An example: it is possible to do the needed pruning around power lines without making bad cuts to the trees, but the people who do the work are often paid by the mile and move too fast. The resulting tree shapes can be troubling, not to mention harmful. A few years ago Blake and I started documenting the worst local examples of what we named arbotchery, the severe and heartless pruning of trees around wires, leaving them stunted and misshapen forever.
The new owners of the Goulds’ house had recently taken out a badly arbotched tree, a decision I had mixed feelings about. On the one hand, the tree looked ridiculous, a small sugar maple (Acer saccharum) sheared into a slope. On the other hand, it was a sugar maple. The leaves on the branches that were left turned scarlet every fall.
I asked Blake what he thought. We were filling all the beds around the Green with impatiens (Impatiens walleriana).
He shrugged. ‘Was it unstable?’
‘I don’t know.’
‘Hard to say.’
Graduation was a week away and the coral and white impatiens were part of the decorations, as fragile as crepe paper.

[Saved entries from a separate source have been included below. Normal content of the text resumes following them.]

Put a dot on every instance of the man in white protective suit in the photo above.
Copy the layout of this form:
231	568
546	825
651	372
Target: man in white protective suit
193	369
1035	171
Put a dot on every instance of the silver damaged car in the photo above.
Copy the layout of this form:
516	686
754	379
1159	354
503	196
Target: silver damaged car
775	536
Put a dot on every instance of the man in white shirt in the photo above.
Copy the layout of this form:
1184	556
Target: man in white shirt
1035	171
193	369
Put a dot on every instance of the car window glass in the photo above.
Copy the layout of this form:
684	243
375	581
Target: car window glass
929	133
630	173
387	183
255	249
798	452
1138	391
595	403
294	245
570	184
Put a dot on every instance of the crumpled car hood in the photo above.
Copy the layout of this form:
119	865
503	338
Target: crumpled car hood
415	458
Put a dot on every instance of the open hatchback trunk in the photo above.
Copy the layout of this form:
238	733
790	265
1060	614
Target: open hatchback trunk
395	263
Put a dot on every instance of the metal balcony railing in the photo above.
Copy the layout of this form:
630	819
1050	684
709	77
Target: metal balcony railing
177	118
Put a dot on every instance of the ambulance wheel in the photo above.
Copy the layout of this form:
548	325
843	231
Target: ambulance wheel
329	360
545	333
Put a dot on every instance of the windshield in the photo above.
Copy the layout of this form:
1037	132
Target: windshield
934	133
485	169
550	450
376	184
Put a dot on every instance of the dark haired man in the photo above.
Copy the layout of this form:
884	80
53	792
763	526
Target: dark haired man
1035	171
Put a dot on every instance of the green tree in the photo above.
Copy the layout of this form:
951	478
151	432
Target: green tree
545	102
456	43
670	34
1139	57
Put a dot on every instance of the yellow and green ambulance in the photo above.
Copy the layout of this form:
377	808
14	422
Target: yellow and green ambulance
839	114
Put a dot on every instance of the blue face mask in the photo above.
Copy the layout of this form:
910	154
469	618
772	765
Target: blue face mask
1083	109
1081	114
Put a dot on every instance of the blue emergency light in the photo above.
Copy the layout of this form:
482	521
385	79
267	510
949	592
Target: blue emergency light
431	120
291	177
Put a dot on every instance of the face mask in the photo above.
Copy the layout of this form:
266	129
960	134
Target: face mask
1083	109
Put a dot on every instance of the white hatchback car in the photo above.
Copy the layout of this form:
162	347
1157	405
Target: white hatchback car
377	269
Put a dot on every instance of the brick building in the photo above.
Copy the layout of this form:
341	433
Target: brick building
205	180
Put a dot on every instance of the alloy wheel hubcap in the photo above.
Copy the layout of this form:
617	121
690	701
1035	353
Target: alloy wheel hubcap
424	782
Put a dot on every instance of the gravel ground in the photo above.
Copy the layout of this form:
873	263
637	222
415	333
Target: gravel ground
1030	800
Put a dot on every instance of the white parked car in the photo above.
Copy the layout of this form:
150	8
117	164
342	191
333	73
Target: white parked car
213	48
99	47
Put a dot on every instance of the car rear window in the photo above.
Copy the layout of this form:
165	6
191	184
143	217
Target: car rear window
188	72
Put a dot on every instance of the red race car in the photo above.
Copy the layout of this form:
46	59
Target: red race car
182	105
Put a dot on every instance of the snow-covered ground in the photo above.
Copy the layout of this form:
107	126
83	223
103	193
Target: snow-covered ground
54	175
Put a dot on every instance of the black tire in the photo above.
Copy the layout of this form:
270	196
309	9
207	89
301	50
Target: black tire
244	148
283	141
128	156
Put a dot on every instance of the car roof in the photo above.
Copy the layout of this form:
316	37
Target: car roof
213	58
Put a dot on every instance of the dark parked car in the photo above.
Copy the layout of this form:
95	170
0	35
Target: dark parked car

The Super Elfin cultivar was bred in Costa Rica, developed from its native wild form into one of the most popular annuals in the world. I’m not a fan of annuals under the best of circumstances – they are an enormous amount of work for a few weeks of color – and my scorn for the impatiens is second only to my contempt for the petunia, an annual that is equally fragile but also sticky.
‘I’ve been meaning to tell you,’ Blake said, his voice serious and quiet. ‘It isn’t just the yew. Have you noticed the Douglas fir by the science building? Or the blue spruce by the auditorium?’
I shook my head.
He said recent measurements indicated those trees, too, were growing much faster than they should have been. Blake had talked with several people at the US Forest Service about what he was noticing on campus and they told him recent measurements from around the world showed mature evergreens of all species now regularly exceeding previously recorded height records by twenty to thirty feet.
‘Why?’ I asked.
Blake settled a little coral impatiens bursting with buds into the soil. ‘Global warming,’ he said. ‘I think they’re trying to save us.’
I pretended to have some trouble getting the next seedling out of its flat so he wouldn’t see my eyes filling with water.
We worked for a while in silence and then, without pausing in his planting, Blake said, ‘I don’t think I’d ever take out a sugar maple.’